A competition celebrating the “great passion” of a late MSP has been launched in the Mearns.
Alex Johnstone, long-serving Conservative MSP for the North East, died aged 55 in December last year after a short illness.
His widow Linda has received an engraved quaich to be presented to the top debating talents from his home turf.
Sponsored by the English-Speaking Union (ESU) Scotland and Mearns Heritage Services the quaich was made to honour Mr Johnstone’s “significant contribution to all things Scottish” and his work for the people of Angus and the Mearns.
The quaich will be used to promote an annual debate between pupils of Mearns Academy in Laurencekirk and Mackie Academy in Stonehaven on topics of Scottish interest.
Mrs Johnstone said she attended Mearns while her husband went to Mackie.
She added: “I am delighted that his name and legacy will live on through this trophy, and hope that it will encourage a future generation of young debaters to follow in the footsteps of an inspirational servant of the north east.
“I am very pleased to accept this trophy for the purposes of debate between Mearns and Mackie Academies in Alex’s name.”
“Alex learnt his debating skills while still at school. He was passionate about the north east, the Mearns especially.
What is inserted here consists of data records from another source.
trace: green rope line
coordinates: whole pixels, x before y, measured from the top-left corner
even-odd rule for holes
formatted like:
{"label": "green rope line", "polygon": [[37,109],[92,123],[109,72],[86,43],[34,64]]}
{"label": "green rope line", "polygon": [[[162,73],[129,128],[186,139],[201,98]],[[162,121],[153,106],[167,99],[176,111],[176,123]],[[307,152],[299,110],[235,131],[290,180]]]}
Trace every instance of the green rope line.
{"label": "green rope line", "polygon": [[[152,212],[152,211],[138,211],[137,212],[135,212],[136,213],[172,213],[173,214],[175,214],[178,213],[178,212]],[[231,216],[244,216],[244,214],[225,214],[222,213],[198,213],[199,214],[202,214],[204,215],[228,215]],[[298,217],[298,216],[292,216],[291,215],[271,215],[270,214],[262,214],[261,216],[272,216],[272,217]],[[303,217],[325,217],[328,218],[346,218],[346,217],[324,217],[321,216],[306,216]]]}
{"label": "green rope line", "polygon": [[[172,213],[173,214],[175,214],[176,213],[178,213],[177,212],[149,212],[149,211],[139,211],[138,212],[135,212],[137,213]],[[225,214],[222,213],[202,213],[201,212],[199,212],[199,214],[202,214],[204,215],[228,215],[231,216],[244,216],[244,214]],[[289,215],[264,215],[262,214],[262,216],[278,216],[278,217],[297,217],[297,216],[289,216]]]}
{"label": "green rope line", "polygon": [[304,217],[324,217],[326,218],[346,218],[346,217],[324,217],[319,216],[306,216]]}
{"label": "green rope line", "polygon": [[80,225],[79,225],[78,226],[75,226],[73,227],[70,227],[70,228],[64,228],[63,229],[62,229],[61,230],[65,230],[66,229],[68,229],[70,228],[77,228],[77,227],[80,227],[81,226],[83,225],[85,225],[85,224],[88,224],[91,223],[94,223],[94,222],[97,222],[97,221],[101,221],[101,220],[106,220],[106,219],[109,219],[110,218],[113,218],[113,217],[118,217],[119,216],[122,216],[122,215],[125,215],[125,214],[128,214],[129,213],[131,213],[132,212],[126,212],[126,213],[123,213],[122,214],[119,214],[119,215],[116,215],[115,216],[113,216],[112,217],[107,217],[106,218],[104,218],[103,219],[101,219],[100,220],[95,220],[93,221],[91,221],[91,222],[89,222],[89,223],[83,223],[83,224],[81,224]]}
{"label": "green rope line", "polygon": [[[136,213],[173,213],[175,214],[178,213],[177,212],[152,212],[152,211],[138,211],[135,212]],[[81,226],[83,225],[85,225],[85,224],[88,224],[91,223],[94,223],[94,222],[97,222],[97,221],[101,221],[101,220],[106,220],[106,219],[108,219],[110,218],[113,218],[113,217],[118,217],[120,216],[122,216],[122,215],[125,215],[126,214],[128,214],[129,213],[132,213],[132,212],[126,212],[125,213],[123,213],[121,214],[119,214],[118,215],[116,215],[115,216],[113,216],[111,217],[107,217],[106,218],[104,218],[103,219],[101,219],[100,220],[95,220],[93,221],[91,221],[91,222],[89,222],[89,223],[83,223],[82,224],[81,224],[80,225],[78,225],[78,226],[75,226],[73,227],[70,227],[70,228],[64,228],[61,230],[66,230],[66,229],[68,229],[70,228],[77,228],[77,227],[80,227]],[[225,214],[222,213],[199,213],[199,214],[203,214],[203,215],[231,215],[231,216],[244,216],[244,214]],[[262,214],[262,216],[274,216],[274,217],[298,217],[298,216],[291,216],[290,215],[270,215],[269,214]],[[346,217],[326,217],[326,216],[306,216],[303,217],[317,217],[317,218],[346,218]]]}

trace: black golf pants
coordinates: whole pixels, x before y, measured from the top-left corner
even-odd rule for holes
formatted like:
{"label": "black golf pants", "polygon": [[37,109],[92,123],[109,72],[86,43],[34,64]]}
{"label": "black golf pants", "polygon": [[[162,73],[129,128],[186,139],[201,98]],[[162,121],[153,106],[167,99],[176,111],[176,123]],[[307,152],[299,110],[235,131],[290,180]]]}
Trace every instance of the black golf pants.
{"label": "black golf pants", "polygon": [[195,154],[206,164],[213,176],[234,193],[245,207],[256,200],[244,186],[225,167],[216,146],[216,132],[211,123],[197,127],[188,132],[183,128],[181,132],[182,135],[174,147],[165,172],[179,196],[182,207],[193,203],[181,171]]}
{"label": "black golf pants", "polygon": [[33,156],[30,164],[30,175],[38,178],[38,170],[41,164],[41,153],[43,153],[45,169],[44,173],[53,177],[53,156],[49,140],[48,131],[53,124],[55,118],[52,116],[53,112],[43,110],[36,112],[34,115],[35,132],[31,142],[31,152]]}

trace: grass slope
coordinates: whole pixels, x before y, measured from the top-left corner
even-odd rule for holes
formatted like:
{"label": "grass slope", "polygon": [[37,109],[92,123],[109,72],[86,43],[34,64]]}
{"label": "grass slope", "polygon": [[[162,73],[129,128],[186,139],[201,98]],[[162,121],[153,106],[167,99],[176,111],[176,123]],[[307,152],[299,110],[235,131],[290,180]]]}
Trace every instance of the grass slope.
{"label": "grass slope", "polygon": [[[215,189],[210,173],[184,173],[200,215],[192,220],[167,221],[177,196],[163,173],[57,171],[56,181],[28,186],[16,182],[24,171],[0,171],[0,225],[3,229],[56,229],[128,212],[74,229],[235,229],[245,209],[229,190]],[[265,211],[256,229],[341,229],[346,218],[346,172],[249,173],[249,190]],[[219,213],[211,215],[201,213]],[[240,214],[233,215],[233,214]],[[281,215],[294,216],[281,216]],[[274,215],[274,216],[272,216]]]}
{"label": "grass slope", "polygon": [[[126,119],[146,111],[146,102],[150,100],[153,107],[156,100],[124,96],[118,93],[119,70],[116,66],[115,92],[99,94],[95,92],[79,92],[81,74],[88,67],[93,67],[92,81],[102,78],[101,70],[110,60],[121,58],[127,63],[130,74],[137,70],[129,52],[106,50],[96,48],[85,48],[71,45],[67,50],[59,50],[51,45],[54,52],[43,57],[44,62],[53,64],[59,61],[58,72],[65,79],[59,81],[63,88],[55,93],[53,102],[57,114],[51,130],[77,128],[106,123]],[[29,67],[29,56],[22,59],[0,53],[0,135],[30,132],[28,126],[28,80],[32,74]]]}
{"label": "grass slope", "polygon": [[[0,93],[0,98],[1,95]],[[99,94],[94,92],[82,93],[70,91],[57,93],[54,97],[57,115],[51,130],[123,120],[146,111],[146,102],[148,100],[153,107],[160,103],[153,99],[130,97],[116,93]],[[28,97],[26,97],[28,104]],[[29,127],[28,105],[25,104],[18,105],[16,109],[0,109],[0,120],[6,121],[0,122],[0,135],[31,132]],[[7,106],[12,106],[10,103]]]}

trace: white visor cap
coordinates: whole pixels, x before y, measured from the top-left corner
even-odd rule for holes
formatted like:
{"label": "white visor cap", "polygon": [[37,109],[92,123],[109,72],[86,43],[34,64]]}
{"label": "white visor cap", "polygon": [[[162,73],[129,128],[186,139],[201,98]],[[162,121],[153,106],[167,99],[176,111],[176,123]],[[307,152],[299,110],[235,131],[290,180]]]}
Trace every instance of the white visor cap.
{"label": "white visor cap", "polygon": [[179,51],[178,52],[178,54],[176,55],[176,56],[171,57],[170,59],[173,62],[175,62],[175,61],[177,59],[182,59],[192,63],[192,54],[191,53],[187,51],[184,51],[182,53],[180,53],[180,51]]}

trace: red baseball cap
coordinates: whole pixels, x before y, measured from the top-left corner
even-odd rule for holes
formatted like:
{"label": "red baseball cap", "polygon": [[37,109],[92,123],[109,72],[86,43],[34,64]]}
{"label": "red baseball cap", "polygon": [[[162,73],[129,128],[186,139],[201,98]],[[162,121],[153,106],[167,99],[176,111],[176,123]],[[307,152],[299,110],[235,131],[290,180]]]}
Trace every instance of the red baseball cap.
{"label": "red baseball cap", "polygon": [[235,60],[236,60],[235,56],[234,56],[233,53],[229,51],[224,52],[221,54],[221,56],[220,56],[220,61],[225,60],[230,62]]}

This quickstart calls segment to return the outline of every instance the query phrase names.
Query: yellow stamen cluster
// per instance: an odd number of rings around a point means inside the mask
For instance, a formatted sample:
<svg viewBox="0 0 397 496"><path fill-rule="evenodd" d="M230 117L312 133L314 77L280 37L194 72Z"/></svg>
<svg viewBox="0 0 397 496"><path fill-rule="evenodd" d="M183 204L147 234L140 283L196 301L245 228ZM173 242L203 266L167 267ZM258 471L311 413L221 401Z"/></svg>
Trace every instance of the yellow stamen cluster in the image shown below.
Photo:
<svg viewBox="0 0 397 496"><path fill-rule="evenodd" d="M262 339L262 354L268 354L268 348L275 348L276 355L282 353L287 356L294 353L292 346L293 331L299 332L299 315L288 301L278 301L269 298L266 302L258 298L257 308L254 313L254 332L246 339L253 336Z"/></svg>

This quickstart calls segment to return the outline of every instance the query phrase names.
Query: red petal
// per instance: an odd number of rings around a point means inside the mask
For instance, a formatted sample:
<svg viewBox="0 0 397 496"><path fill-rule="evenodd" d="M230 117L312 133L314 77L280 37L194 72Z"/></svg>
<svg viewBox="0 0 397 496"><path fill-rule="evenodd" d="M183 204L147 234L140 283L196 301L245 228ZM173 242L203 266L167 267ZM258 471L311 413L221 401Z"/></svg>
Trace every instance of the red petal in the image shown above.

He made his voice heard when debating issues and voicing concerns for the people of this area.
“This is why I feel it is a fitting tribute for him, and I am delighted that The English Speaking Union and Mearns Heritage Services have agreed to sponsor this trophy.”
MEP Ian Duncan, a close friend of Mr Johnstone and ESU Scotland’s chairman, said: “It is a privilege to support the launch of the Alex Johnstone memorial trophy, a fitting tribute to a wonderful and passionate man.
“Alex was a well-liked and much-respected figure throughout Scotland, but he will always be associated with the north east, an area that he loved so much.”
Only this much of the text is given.